G

Security Model

Security Model

Overview#

Security in Gao Internet is based on a layered model.

Because Gao combines open protocols, hosted service interfaces, wallets, domains, payments, AI systems, and decentralized infrastructure, security must be approached across multiple layers rather than as a single control point.

This document provides a public overview of the Gao security model.


Security Principles#

Gao Internet follows several core security principles:

  • non-custodial by default

  • least privilege where possible

  • explicit trust boundaries

  • layered defense

  • public transparency for user-facing trust assumptions

  • secure-by-design developer patterns


Layered Security Model#

1. Protocol Layer Security

Core protocols should minimize trust in centralized operators.

Goals include:

  • auditable logic

  • simple and explicit trust assumptions

  • minimized privileged control

  • careful upgrade patterns where applicable

2. Service Layer Security

Hosted Gao services must protect:

  • availability

  • service integrity

  • configuration safety

  • abuse resistance

  • API reliability

3. Wallet and Identity Security

Wallet-linked user flows must preserve user control.

Goals include:

  • self-custody

  • explicit signing intent

  • minimal exposure to phishing-style interactions

  • identity resolution clarity

4. Payment Security

Payment systems must reduce ambiguity and prevent unsafe or misleading flows.

Goals include:

  • explicit payment destinations

  • verifiable metadata

  • replay protection where relevant

  • invoice or request integrity

5. AI and Agent Security

AI-native systems require additional controls.

Goals include:

  • bounded permissions

  • clear execution scope

  • tool access control

  • auditable workflow boundaries

6. Infrastructure Security

DePIN and network-backed services must consider:

  • node reliability

  • service integrity

  • infrastructure abuse

  • update safety

  • dependency risks


Trust Boundaries#

Developers and users should understand the difference between:

  • protocol-level behavior

  • hosted service behavior

  • third-party application behavior

  • wallet behavior

  • chain behavior

Not all Gao-related components carry the same trust model.
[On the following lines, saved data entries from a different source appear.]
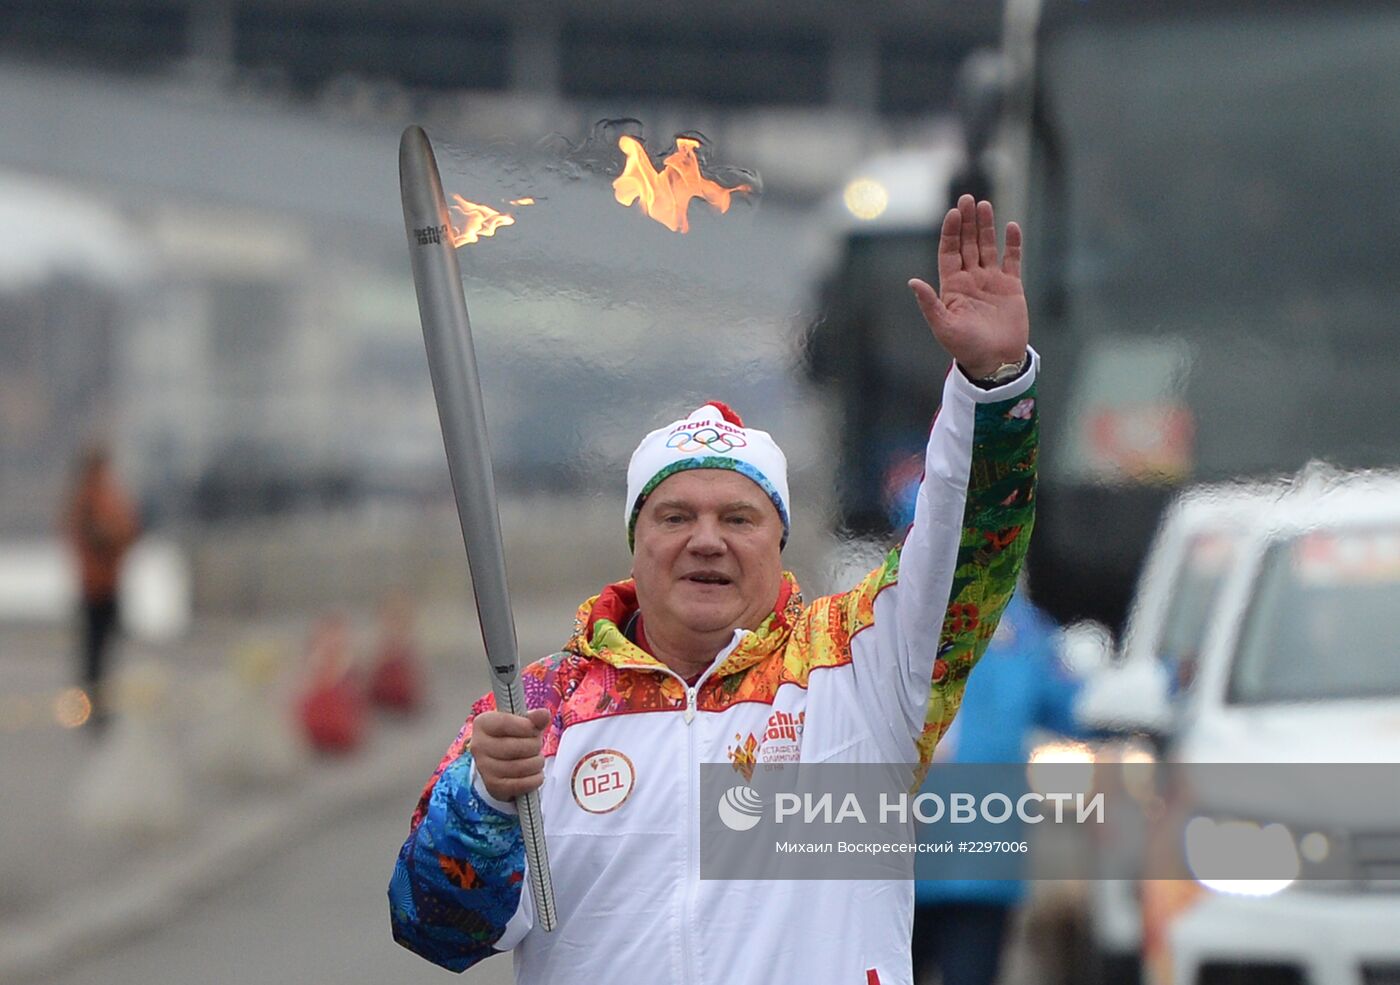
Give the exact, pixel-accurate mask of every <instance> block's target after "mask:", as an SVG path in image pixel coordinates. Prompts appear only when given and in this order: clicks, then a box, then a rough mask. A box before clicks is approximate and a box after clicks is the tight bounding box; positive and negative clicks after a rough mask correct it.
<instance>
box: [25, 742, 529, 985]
mask: <svg viewBox="0 0 1400 985" xmlns="http://www.w3.org/2000/svg"><path fill="white" fill-rule="evenodd" d="M430 770H431V765H430ZM420 782H421V778H406V779H405V784H403V789H402V791H398V792H391V793H388V795H386V796H385V798H384V799H382V800H379V802H377V803H375V805H372V806H371V807H370V809H367V810H365V812H363V813H361V814H358V816H356V817H351V819H346V820H343V821H340V823H339V824H335V825H330V827H326V828H323V830H322V831H321V832H318V834H316V835H314V837H309V838H308V837H302V838H301V839H300V841H298V842H297V844H295V845H293V846H290V848H288V849H287V851H286V852H283V853H280V855H277V856H273V858H269V859H267V860H266V862H265V863H262V865H259V866H256V867H255V869H252V870H251V872H245V873H230V880H228V884H227V886H224V887H221V888H218V890H217V891H216V893H214V894H213V895H211V897H209V898H206V900H204V901H202V902H199V904H196V905H195V907H192V908H190V909H188V911H186V912H185V914H183V915H182V916H181V918H178V919H176V921H172V922H169V923H168V925H165V926H164V928H161V929H160V930H157V932H155V933H153V935H148V936H144V937H139V939H136V940H132V942H129V943H127V944H125V946H122V947H119V949H118V950H115V951H112V953H109V954H105V956H104V957H101V958H97V960H91V961H85V963H84V964H80V965H77V967H73V968H69V970H67V971H64V972H63V974H60V975H57V977H52V978H45V979H41V981H42V982H45V985H280V984H281V982H287V984H293V982H295V984H297V985H316V984H318V982H328V984H333V985H360V984H363V985H371V984H372V985H381V984H385V982H393V984H395V985H416V984H419V982H444V984H445V982H452V981H458V982H468V984H473V985H507V984H508V982H511V961H510V957H507V956H497V957H494V958H490V960H489V961H486V963H483V964H480V965H477V967H476V968H473V970H472V971H468V972H466V974H465V975H462V977H458V975H452V974H451V972H448V971H444V970H441V968H437V967H434V965H431V964H428V963H427V961H424V960H421V958H420V957H417V956H416V954H410V953H409V951H406V950H403V949H402V947H399V946H398V944H395V943H393V940H392V939H391V937H389V911H388V902H386V900H385V887H386V886H388V880H389V869H391V867H392V865H393V856H395V852H396V851H398V846H399V845H400V844H402V841H403V837H405V834H406V832H407V819H409V813H410V812H412V809H413V800H414V798H416V796H417V786H419V784H420Z"/></svg>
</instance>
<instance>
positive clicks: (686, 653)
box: [389, 196, 1037, 985]
mask: <svg viewBox="0 0 1400 985" xmlns="http://www.w3.org/2000/svg"><path fill="white" fill-rule="evenodd" d="M1021 249H1022V235H1021V229H1019V228H1018V227H1016V225H1015V224H1014V222H1012V224H1008V227H1007V231H1005V250H1004V253H1002V252H1001V250H998V245H997V235H995V224H994V215H993V208H991V204H990V203H987V201H981V203H976V201H974V200H973V199H972V196H963V197H962V199H960V200H959V203H958V207H956V208H952V210H949V213H948V215H946V217H945V220H944V225H942V235H941V239H939V246H938V278H939V291H934V288H931V287H930V285H928V284H925V283H924V281H920V280H913V281H910V287H911V290H913V292H914V301H916V302H917V304H918V308H920V309H921V311H923V313H924V318H925V320H927V322H928V326H930V329H931V330H932V334H934V337H935V339H937V340H938V343H939V344H941V346H942V347H944V348H945V350H946V351H948V353H949V355H952V358H953V361H955V367H953V368H952V371H951V372H949V375H948V378H946V381H945V383H944V397H942V406H941V407H939V411H938V414H937V417H935V421H934V427H932V430H931V434H930V438H928V446H927V452H925V462H924V469H925V473H924V481H923V484H921V487H920V491H918V499H917V506H916V511H914V522H913V526H911V527H910V530H909V533H907V536H906V539H904V541H903V544H902V546H900V547H899V548H896V550H895V551H892V553H890V554H889V557H888V558H886V560H885V562H883V564H882V565H881V567H879V568H876V569H875V571H872V572H871V574H869V575H868V576H867V578H865V579H864V581H861V583H860V585H857V586H854V588H853V589H851V590H848V592H846V593H843V595H837V596H827V597H822V599H818V600H815V602H811V603H808V602H804V599H802V596H801V592H799V589H798V586H797V582H795V579H794V578H792V576H791V575H790V574H787V572H784V569H783V560H781V550H783V546H784V543H785V541H787V534H788V525H790V501H788V484H787V462H785V459H784V456H783V452H781V451H780V449H778V446H777V444H776V442H774V441H773V438H771V437H770V435H769V434H767V432H764V431H760V430H756V428H750V427H746V425H745V424H743V421H742V418H741V417H739V416H738V414H736V413H734V411H732V410H729V409H728V407H727V406H724V404H722V403H718V402H711V403H708V404H706V406H701V407H699V409H696V410H694V411H692V413H690V414H689V416H687V417H685V418H683V420H679V421H675V423H673V424H671V425H668V427H664V428H659V430H657V431H652V432H651V434H648V435H647V437H645V438H643V439H641V444H640V445H638V446H637V449H636V452H634V453H633V456H631V463H630V465H629V469H627V499H626V502H624V515H626V520H627V536H629V543H630V544H631V547H633V558H634V560H633V569H631V578H630V579H627V581H623V582H617V583H615V585H609V586H606V588H605V589H603V590H602V592H601V593H599V595H598V596H595V597H592V599H589V600H588V602H585V603H584V604H582V606H581V607H580V610H578V620H577V623H575V632H574V637H573V638H571V639H570V642H568V644H567V646H566V649H564V651H563V652H561V653H556V655H553V656H550V658H546V659H543V660H539V662H536V663H532V665H529V666H528V667H526V669H525V670H524V672H522V674H521V676H522V683H524V693H525V702H526V705H528V707H529V711H528V714H525V715H510V714H505V712H503V711H496V702H494V700H493V698H491V695H487V697H486V698H483V700H480V701H477V702H476V705H475V707H473V709H472V715H470V716H469V718H468V721H466V725H465V726H463V728H462V732H461V733H459V735H458V737H456V740H455V742H454V743H452V746H451V747H449V749H448V753H447V756H445V757H444V760H442V763H441V765H440V767H438V770H437V772H435V774H434V777H433V779H431V781H430V782H428V785H427V789H426V791H424V793H423V798H421V799H420V802H419V807H417V810H416V812H414V816H413V825H412V832H410V835H409V838H407V841H406V842H405V845H403V849H402V851H400V853H399V858H398V863H396V866H395V872H393V877H392V881H391V886H389V901H391V915H392V925H393V935H395V939H396V940H398V942H399V943H402V944H403V946H406V947H409V949H412V950H414V951H417V953H419V954H421V956H424V957H427V958H428V960H431V961H434V963H437V964H441V965H442V967H447V968H451V970H455V971H461V970H463V968H468V967H470V965H472V964H475V963H476V961H480V960H482V958H484V957H487V956H490V954H493V953H496V951H503V950H514V953H515V974H517V981H521V982H526V984H528V985H533V984H536V982H540V984H542V982H552V984H553V982H587V984H588V985H596V984H598V982H610V981H616V979H619V978H622V977H623V975H629V974H630V975H641V977H644V978H645V979H647V981H655V982H672V981H675V982H697V984H699V982H755V985H757V984H760V982H762V985H780V984H783V982H802V984H804V985H808V984H811V982H864V984H865V985H869V984H871V982H881V984H883V985H893V984H907V982H909V981H910V975H911V971H910V957H909V939H910V929H911V922H913V911H914V900H913V886H911V883H893V881H844V883H834V881H832V883H823V881H818V883H799V881H777V880H774V881H731V880H703V881H701V880H700V862H699V825H700V816H701V812H708V810H714V805H701V803H699V789H700V782H699V770H700V764H701V763H725V761H727V760H728V761H731V763H734V764H735V765H736V768H738V767H742V765H743V764H753V763H764V761H802V763H816V761H822V763H914V761H921V763H928V761H930V760H931V757H932V751H934V747H935V746H937V743H938V740H939V737H941V736H942V735H944V732H946V729H948V726H949V725H951V723H952V719H953V715H955V714H956V711H958V707H959V704H960V700H962V690H963V686H965V683H966V679H967V673H969V672H970V669H972V666H973V663H974V662H976V659H977V656H979V655H980V653H981V651H983V649H984V648H986V645H987V641H988V639H990V637H991V632H993V630H994V628H995V624H997V620H998V618H1000V614H1001V611H1002V609H1004V607H1005V604H1007V600H1008V599H1009V596H1011V593H1012V590H1014V588H1015V579H1016V572H1018V569H1019V567H1021V560H1022V558H1023V555H1025V551H1026V546H1028V541H1029V537H1030V527H1032V522H1033V511H1035V462H1036V404H1035V393H1033V383H1035V376H1036V371H1037V357H1036V354H1035V353H1033V351H1032V350H1029V348H1028V334H1029V318H1028V312H1026V301H1025V292H1023V291H1022V285H1021ZM739 736H750V737H753V736H763V740H762V742H757V743H756V744H743V743H742V742H736V739H738V737H739ZM528 793H535V796H538V798H539V810H540V816H542V819H543V831H545V835H546V838H545V841H547V845H549V870H550V873H552V876H553V905H554V911H553V912H552V914H549V916H547V919H540V915H539V914H538V912H536V908H538V904H536V901H535V898H533V897H532V894H531V893H529V891H522V890H524V888H525V886H526V883H528V877H529V873H526V863H525V855H526V852H525V845H524V837H522V825H521V821H519V819H518V817H517V806H515V802H517V799H518V798H524V796H525V795H528ZM526 827H529V825H526ZM556 921H557V925H556V929H553V930H552V932H546V930H545V929H543V928H542V926H539V925H540V923H545V925H549V923H556Z"/></svg>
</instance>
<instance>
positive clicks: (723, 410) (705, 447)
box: [626, 400, 788, 548]
mask: <svg viewBox="0 0 1400 985" xmlns="http://www.w3.org/2000/svg"><path fill="white" fill-rule="evenodd" d="M686 469H729V470H732V472H738V473H739V474H741V476H746V477H749V479H752V480H753V481H755V483H756V484H757V486H759V488H762V490H763V491H764V492H767V494H769V498H770V499H773V505H774V506H776V508H777V511H778V516H780V518H781V519H783V543H784V544H787V536H788V490H787V458H785V456H784V455H783V449H781V448H778V446H777V442H776V441H773V435H770V434H769V432H767V431H759V430H757V428H746V427H743V420H742V418H741V417H739V416H738V414H736V413H734V411H732V410H729V407H727V406H725V404H722V403H720V402H718V400H710V402H708V403H706V404H704V406H703V407H697V409H696V410H694V411H692V414H690V416H689V417H686V418H685V420H680V421H672V423H671V424H668V425H666V427H664V428H657V430H655V431H652V432H651V434H648V435H647V437H645V438H643V439H641V444H640V445H637V451H634V452H633V453H631V462H629V463H627V513H626V515H627V547H629V548H630V547H633V537H634V533H636V530H637V516H638V515H640V513H641V505H643V504H644V502H645V501H647V497H648V495H651V491H652V490H654V488H657V487H658V486H661V483H662V481H664V480H666V479H669V477H671V476H673V474H676V473H678V472H685V470H686Z"/></svg>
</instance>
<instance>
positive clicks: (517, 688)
mask: <svg viewBox="0 0 1400 985" xmlns="http://www.w3.org/2000/svg"><path fill="white" fill-rule="evenodd" d="M399 193H400V196H402V197H403V224H405V227H406V228H407V234H409V256H410V257H412V259H413V284H414V287H416V288H417V295H419V316H420V318H421V320H423V341H424V344H426V347H427V354H428V372H430V375H431V376H433V393H434V396H435V397H437V407H438V421H440V423H441V425H442V444H444V445H445V448H447V463H448V472H449V473H451V476H452V492H454V495H455V497H456V515H458V519H459V520H461V523H462V540H463V541H465V543H466V560H468V565H469V567H470V569H472V590H473V593H475V596H476V614H477V617H479V618H480V624H482V642H483V644H484V645H486V662H487V663H489V665H490V670H491V691H493V693H494V694H496V707H497V708H498V709H500V711H504V712H510V714H511V715H524V714H525V711H526V709H525V690H524V688H522V687H521V679H519V655H518V652H517V642H515V620H514V617H512V614H511V599H510V592H508V589H507V585H505V550H504V547H503V544H501V518H500V513H498V512H497V509H496V481H494V479H493V476H491V449H490V445H489V444H487V438H486V411H484V409H483V406H482V379H480V375H479V374H477V369H476V351H475V348H473V347H472V323H470V322H469V320H468V316H466V295H465V294H463V292H462V273H461V270H459V269H458V264H456V248H455V246H454V245H452V224H451V218H449V215H448V207H447V199H445V196H444V194H442V179H441V176H440V175H438V168H437V160H435V158H434V157H433V146H431V144H430V143H428V137H427V134H426V133H423V129H421V127H417V126H410V127H409V129H406V130H405V132H403V139H402V140H400V141H399ZM515 805H517V807H518V809H519V819H521V831H522V834H524V837H525V859H526V869H528V870H529V886H531V895H532V897H533V901H535V923H536V926H540V928H543V929H545V930H553V929H554V925H556V914H554V887H553V884H552V883H550V877H549V853H547V852H546V851H545V824H543V821H542V819H540V813H539V792H538V791H531V792H529V793H526V795H525V796H521V798H517V799H515Z"/></svg>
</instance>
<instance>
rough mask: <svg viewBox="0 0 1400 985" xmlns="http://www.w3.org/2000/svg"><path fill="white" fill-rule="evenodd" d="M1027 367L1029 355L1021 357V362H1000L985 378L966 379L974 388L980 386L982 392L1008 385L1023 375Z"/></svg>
mask: <svg viewBox="0 0 1400 985" xmlns="http://www.w3.org/2000/svg"><path fill="white" fill-rule="evenodd" d="M1028 365H1030V353H1026V354H1025V355H1022V357H1021V362H1002V364H1001V365H1000V367H997V368H995V369H993V371H991V372H990V374H987V375H986V376H980V378H977V379H972V376H969V378H967V379H969V381H970V382H972V383H973V385H974V386H980V388H981V389H984V390H990V389H994V388H997V386H1001V385H1002V383H1009V382H1011V381H1014V379H1015V378H1016V376H1019V375H1021V374H1023V372H1025V371H1026V367H1028Z"/></svg>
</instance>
A secure Gao integration should explicitly document:

  • what is on-chain

  • what is off-chain

  • what Gao operates

  • what the app developer operates

  • what the user controls


Non-Custodial Design#

Gao is designed around non-custodial interaction patterns.

Gao should not require users to surrender private keys or transfer general custody of assets to use core infrastructure.

Where applications or third parties introduce custodial behavior, they should clearly disclose that behavior to users.


Secure Identity and Domain Flows#

Identity and domain-linked systems should aim to prevent:

  • spoofed resolution

  • ambiguous payment destinations

  • impersonation through UI confusion

  • silent record substitution

Applications should show users clear resolution results before critical actions.


Secure Payment Flows#

Payment-enabled applications on Gao should:

  • clearly display the payee

  • clearly display the asset and amount

  • clearly display the user action being signed

  • use signed metadata or verifiable references where applicable

  • prevent accidental replay or duplicate execution where possible

Applications should never hide the true payment destination behind vague UI.


Service Security#

Hosted Gao services should use strong operational practices, including:

  • access control

  • monitoring

  • dependency management

  • configuration review

  • incident response preparation

  • change control for critical systems


AI and Agent Security Considerations#

AI agents should not receive unlimited authority by default.

Safe AI-native design should include:

  • explicit permissions

  • scoped actions

  • approval boundaries for sensitive actions

  • logging or audit trails where appropriate

  • separation of suggestion and execution where needed


Third-Party Risk#

Third-party applications built on Gao may introduce their own risks.

Gao does not control all applications using the ecosystem.

Users and developers should evaluate:

  • third-party security practices

  • hosting assumptions

  • custody model

  • signing behavior

  • dependency trust


Security Responsibilities#

Gao Responsibilities

Gao-operated services are responsible for protecting the systems they operate.

Developer Responsibilities

Developers are responsible for securing their applications built on Gao.

User Responsibilities

Users are responsible for protecting their wallets, devices, and credentials.

Security is shared across the ecosystem.


Public Security Communication#

Public-facing documentation should clearly explain:

  • trust assumptions

  • known limitations

  • user responsibilities

  • disclosure pathways for vulnerabilities

Security communication should reduce confusion, not create false confidence.


Scope of This Document#

This document is a public overview, not a full internal security playbook.

More detailed security specifications may exist for individual protocol and service components.